A service member in a colonial uniform stands behind a flag.
Old Guard
Soldiers from 3d U.S. Infantry Regiment, called the Old Guard, march during the rehearsal for the 59th presidential inaugural in Washington, D.C., Jan. 18, 2021. Military members from across all branches of the U.S. armed forces, including Reserve and National Guard components, provide ceremonial support during the inaugural activities.
Photo By: Army Sgt. Jacob Holmes
VIRIN: 210118-A-GA562-007

The most visible role the U.S. military will play is in providing ceremonial support to the inauguration, Jones said. As a result of the COVID-19 pandemic, however, there will be no inaugural parade this year, and so the military's role has been reduced.

For previous inaugurations, Jones said, some 5,500 personnel have been brought into Washington from around the world to participate in the inauguration. This year only about 2,000 personnel will participate — and most of those are from the local area.

"We have tried as much as we can ... to take from local forces," Jones said. "It hasn't been 100%, but it's been pretty darn close because we are, as you can imagine, very conscious of the pandemic, very conscious of the increased risk both to our force but also to the American public by folks having to travel.
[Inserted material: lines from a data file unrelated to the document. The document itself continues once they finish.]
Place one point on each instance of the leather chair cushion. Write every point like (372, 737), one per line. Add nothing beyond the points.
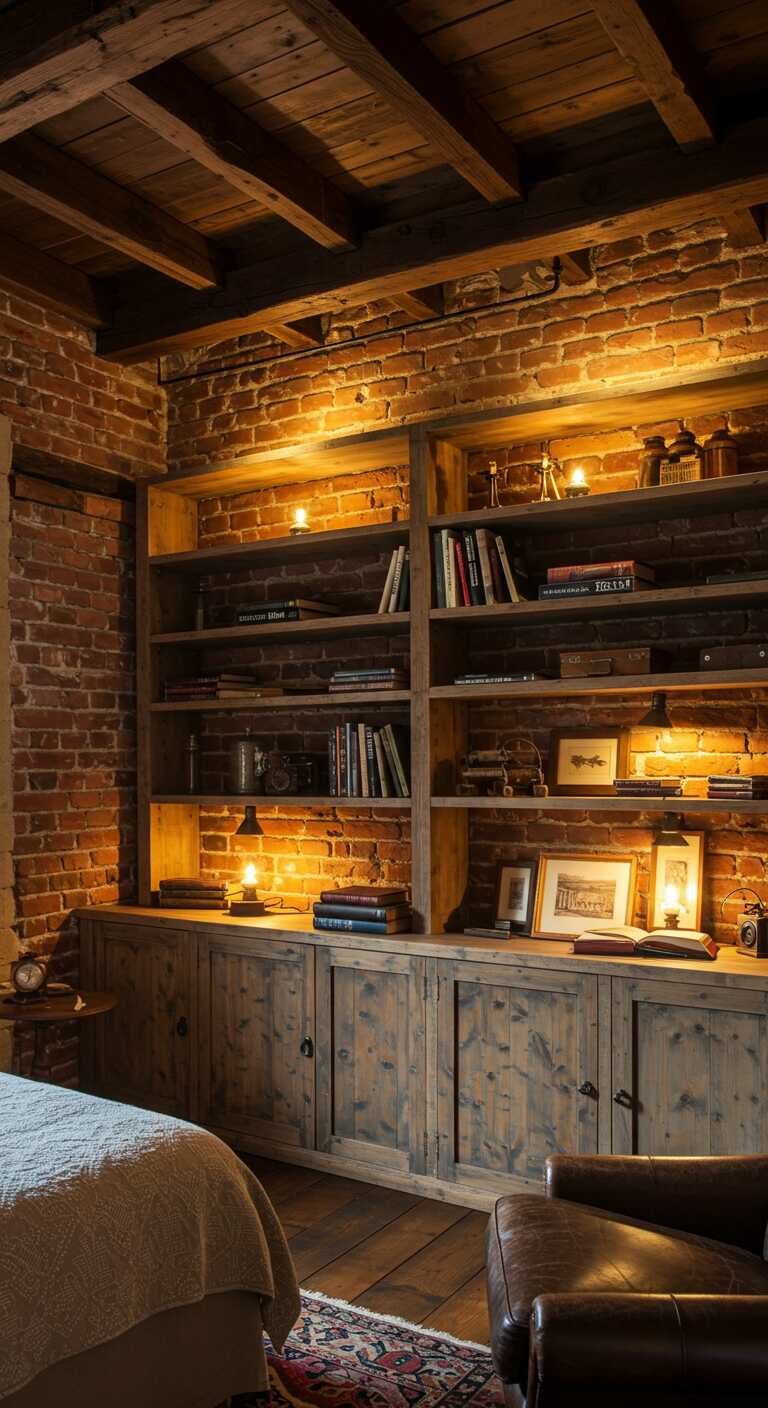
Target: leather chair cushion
(537, 1246)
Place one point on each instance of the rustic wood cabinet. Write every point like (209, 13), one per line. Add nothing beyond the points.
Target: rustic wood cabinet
(689, 1069)
(517, 1070)
(257, 1038)
(371, 1058)
(143, 1052)
(448, 1065)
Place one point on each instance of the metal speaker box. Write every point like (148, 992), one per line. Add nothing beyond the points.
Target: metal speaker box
(753, 935)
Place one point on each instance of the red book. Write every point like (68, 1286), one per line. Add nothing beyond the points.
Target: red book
(462, 573)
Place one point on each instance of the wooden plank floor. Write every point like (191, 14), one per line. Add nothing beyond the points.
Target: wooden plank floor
(392, 1252)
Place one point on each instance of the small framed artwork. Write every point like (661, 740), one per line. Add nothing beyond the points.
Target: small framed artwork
(677, 876)
(515, 891)
(585, 762)
(578, 891)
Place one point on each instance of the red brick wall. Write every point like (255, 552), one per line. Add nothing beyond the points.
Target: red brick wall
(65, 400)
(73, 717)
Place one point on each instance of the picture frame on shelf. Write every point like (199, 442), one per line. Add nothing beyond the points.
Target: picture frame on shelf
(585, 762)
(575, 890)
(515, 896)
(681, 868)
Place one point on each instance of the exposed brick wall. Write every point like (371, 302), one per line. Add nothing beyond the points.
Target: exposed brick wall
(65, 400)
(73, 717)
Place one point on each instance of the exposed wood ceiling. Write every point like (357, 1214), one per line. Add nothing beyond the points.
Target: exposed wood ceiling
(174, 172)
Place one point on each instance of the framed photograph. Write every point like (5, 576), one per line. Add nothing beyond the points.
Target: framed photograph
(677, 876)
(585, 762)
(578, 891)
(515, 891)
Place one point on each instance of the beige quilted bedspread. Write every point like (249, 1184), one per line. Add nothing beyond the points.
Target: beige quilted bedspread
(110, 1214)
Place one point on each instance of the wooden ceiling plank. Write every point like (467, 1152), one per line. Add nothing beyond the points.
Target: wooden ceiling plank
(746, 227)
(395, 62)
(58, 286)
(185, 111)
(627, 197)
(643, 33)
(95, 51)
(48, 179)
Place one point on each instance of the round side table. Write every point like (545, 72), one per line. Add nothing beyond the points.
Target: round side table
(52, 1007)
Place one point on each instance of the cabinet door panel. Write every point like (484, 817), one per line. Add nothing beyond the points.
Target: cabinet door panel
(515, 1046)
(143, 1048)
(371, 1059)
(255, 1013)
(694, 1063)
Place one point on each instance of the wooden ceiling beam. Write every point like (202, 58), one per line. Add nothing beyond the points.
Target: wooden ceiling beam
(746, 227)
(61, 287)
(646, 37)
(83, 49)
(588, 207)
(51, 180)
(388, 55)
(422, 303)
(189, 114)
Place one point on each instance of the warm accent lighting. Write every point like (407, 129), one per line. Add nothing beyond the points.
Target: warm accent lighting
(577, 486)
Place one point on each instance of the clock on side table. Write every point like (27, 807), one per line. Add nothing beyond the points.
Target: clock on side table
(30, 997)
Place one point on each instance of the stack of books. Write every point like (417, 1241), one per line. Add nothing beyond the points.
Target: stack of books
(221, 686)
(360, 908)
(737, 789)
(648, 786)
(381, 677)
(368, 762)
(596, 579)
(396, 589)
(472, 569)
(295, 608)
(192, 893)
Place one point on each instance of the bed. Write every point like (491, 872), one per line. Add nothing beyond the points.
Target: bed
(140, 1259)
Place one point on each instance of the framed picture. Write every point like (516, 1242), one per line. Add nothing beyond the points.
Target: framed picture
(585, 762)
(578, 891)
(677, 876)
(515, 891)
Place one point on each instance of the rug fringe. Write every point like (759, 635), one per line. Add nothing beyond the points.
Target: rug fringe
(395, 1320)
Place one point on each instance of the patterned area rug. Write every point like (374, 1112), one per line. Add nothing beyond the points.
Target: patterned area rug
(338, 1356)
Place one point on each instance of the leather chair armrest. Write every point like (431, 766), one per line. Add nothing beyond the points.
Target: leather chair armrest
(705, 1345)
(723, 1198)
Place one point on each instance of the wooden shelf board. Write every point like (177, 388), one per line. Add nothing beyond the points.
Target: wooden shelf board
(262, 801)
(279, 701)
(326, 627)
(588, 413)
(286, 551)
(672, 683)
(293, 463)
(677, 804)
(630, 506)
(717, 597)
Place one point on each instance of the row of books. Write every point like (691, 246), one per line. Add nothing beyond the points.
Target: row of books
(362, 910)
(396, 589)
(472, 569)
(368, 762)
(293, 608)
(595, 579)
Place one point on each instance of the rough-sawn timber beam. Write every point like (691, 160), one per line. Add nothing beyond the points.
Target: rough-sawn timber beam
(596, 206)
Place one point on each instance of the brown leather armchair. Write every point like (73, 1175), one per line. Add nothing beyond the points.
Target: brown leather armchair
(634, 1281)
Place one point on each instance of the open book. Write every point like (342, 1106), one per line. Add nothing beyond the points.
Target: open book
(658, 944)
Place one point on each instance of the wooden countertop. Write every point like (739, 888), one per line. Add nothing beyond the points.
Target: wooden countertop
(730, 969)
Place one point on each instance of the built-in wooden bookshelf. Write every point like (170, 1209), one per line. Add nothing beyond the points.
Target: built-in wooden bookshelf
(437, 454)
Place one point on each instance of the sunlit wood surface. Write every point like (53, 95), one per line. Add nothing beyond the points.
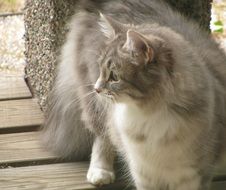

So, as much as possible, we've tried to resource all the Title 10 regular military requirements from members of the DOD team here in the National Capital Region."

This year, service members will participate in a pass and review for the new president on the steps of the U.S. Capitol. There will also be a new element to the inauguration this year. Biden will lay a wreath at Arlington National Cemetery following the swearing in ceremony, Jones said.

Uniformed service members play musical instruments.
The President's Own
The U.S. Marine Band, called "the President's Own," practices at the rehearsal for the 59th presidential inauguration at the U.S. Capitol in Washington, D.C., Jan 18, 2021. The Marine Band is believed to have made its inaugural debut in 1801 for Thomas Jefferson, who was the first president to be inaugurated in Washington, D.C.
Photo By: Army Sgt. Charlotte Carulli
VIRIN: 210118-D-JY614-779

"It's an honor to have our new president honor both our fallen as well as our unknown who are memorialized at Arlington National Cemetery, and it's humbling to be a part of that," Jones said.

Service members will also escort Biden to the White House — which is a tradition more than 230 years old.

"[It's] in keeping with the tradition that goes all the way back to our first inauguration of George Washington in 1789, when the military escorted George Washington from his swearing in to his residence in New York City," Jones said. "Frankly, it's an honor for the joint task force and for the U.S. military to be part of that and to sustain that tradition."

As part of all the U.S. military support to the inauguration, Jones said, military personnel will practice necessary social distancing.

"You will see physical distancing among all the service members, [among] the formations for the presidential escorts you will see us wearing face coverings ... to protect the force, to protect our mission, consistent with the pandemic that all of us continue to be faced with," Jones said.